Experts agree on IPO market things are getting hot but one segment is left out: special purpose acquisition companies SPACs, which are publicly traded shell companies with a mandate to acquire a private company. SPACs provide something of a backdoor to public markets and, although they were very popular in 2021, the model is now withering as SPACs only accounted for 6.3% of public markets. $8.4 billion raised through IPOs in the first quarter of 2024. Quarterly review of the first quarter of 2024 also shows that SPACs during this period averaged a dismal -49% return.

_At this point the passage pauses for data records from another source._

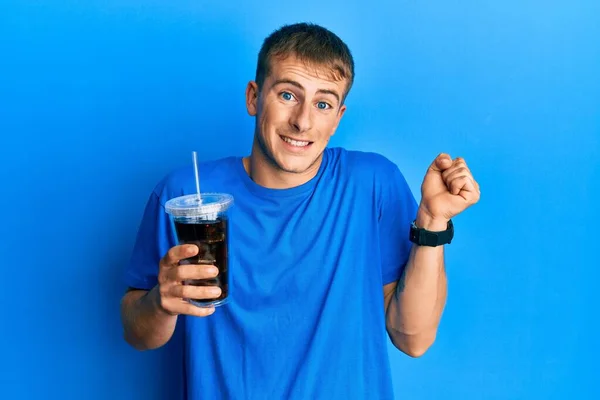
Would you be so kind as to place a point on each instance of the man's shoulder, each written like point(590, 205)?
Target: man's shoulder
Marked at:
point(363, 163)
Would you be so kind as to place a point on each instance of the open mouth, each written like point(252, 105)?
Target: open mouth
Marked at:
point(296, 143)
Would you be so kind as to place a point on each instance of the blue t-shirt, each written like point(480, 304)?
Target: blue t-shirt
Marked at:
point(308, 264)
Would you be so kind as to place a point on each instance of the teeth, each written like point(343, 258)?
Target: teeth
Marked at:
point(296, 143)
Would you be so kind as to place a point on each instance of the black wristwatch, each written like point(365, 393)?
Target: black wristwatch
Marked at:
point(423, 237)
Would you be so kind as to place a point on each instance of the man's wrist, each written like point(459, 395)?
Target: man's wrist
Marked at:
point(426, 221)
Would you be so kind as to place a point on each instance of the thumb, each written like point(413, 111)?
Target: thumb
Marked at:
point(442, 162)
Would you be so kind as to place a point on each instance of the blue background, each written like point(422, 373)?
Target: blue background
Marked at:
point(99, 99)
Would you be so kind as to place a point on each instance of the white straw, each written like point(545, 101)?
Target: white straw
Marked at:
point(195, 158)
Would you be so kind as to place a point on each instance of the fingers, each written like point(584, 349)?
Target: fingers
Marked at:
point(173, 293)
point(459, 179)
point(180, 306)
point(193, 271)
point(195, 292)
point(178, 253)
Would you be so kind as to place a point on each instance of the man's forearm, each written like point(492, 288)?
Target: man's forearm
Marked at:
point(416, 306)
point(145, 325)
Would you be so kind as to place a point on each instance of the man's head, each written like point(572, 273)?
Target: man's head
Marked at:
point(303, 76)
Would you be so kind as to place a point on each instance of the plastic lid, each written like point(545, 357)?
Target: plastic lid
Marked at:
point(188, 205)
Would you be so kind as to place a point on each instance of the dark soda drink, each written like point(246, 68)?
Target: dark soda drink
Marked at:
point(211, 239)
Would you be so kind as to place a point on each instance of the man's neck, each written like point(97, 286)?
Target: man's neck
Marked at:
point(264, 173)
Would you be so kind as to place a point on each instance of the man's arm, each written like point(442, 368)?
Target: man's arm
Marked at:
point(149, 317)
point(415, 303)
point(145, 325)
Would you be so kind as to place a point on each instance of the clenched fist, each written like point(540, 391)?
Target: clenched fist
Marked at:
point(447, 190)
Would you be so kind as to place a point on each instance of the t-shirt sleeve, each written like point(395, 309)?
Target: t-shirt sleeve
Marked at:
point(398, 208)
point(154, 238)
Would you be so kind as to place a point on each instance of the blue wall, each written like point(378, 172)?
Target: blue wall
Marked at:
point(99, 99)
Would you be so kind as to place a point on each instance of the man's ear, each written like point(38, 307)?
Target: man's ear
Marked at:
point(341, 112)
point(252, 98)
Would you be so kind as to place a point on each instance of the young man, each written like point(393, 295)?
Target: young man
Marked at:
point(321, 257)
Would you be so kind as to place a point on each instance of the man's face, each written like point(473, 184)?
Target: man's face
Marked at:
point(298, 109)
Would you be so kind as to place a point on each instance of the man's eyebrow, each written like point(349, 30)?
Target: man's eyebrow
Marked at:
point(299, 86)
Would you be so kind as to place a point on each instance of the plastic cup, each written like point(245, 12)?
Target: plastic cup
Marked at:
point(204, 221)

One company undeterred by these numbers is Mission Space Acquisition Corp., which filed its S-1 Thursday with the Securities and Exchange Commission. The company, a subsidiary of Delaware-based Mission Space Sponsor, plans to list shares on the NYSE as a blank check in an effort to merge with a company in a field related to aerospace and defense.
“Over the past decade, there has been a steady increase in demand for space services and applications, both for the private sector and for various government agencies,” says the S-1, which indicates that the company will negotiate under the stock symbol. MISNU.
Mission Space Acquisition, a company incorporated in the Cayman Islands, is putting 10,000 shares on the market to raise $100 million. The company said in its filings that it was looking for companies worth between $500 million and $1 billion that could operate in areas such as satellites, space exploration and space tourism, among others.
In the past, the SPAC approach has provided rapid access to public markets compared to traditional or operational IPOs, and it also requires less disclosure from the merging companies.
At the height of their popularity in 2021, SPACs represented about 60% of all 1,000+ IPOs filed that year and around 50% of the 286 million raised, according to Nasdaq data. This number fell to 31 SPAC IPOs in 2022 and continued on a downward trend.
“The SPAC frenzy that we saw in 2020 and 2021 has effectively just disappeared at this point,” said Avery Marquez, assistant portfolio manager at Renaissance Capital.
Marquez prepared Renaissance’s review of the IPO market in the first quarter of 2024, which showed that just six SPAC IPO filings were raised, raising $614 million. For comparison, the 30 operational IPOs filed in the first quarter raised $7.8 billion.
“We’re back to where SPACs were before (the pandemic), where the companies that choose to go public via SPAC are largely very small, maybe not really IPO quality, and SPACs are sort of the only option they have. public.”
One SPAC that has made a splash is Donald Trump’s social media platform, Truth Social. March 22Trump Media & Technology Group merged with blank check company Digital World Acquisition Corp and, four days later, had its first day of trading on Nasdaq under the symbol DJT.
The first day of trading was a success with prices rising as high as $79. However, when the company revealed that Trump Media had $58 million in losses in 2023, the stock began to fall, trading below $30 per share on April 12.